Me alargó la mano y añadió:

—Hermano, ¿estás satisfecho?

Le estreché de nuevo en mis brazos, le rogué que no se separara jamás de mí, que permaneciera entre los blancos, y le ofrecí un grado en el ejército colonial. Aquí me interrumpió, diciendo con aire feroz:

—Hermano, ¿te he propuesto yo acaso que te alistes entre los míos?

Callé, conociendo mi yerro, y él prosiguió en tono festivo:

—Anda, vamos pronto a ver y a consolar a tu mujer.

Semejante propuesta respondía a una necesidad imperiosa de mi alma; me levanté, pues, embriagado de júbilo, y empezamos a caminar.
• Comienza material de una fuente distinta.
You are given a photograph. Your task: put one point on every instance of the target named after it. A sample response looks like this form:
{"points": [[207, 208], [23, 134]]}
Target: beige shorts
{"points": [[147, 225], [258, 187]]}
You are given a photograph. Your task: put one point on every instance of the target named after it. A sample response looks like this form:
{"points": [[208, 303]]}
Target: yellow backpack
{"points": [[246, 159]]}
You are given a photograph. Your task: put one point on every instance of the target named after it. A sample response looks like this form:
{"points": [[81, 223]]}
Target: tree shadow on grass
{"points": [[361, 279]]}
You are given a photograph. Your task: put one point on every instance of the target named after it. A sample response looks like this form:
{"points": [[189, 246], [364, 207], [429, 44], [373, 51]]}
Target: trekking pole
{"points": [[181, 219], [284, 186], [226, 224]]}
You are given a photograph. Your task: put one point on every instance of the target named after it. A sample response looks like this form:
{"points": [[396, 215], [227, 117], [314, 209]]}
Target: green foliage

El negro, que conocía la senda, iba delante; Rask nos seguía...

Aquí se detuvo D’Auverney, y echó una mirada lúgubre en derredor; le corría el sudor a gruesas gotas por la frente y se cubrió el rostro entre ambas manos. Rask le estaba mirando con desasosiego.

—Sí, asimismo me mirabas...—pronunció con voz apagada.

Y un minuto después, levantándose con ímpetu, se salió de la tienda; el sargento y el perro le fueron en seguimiento.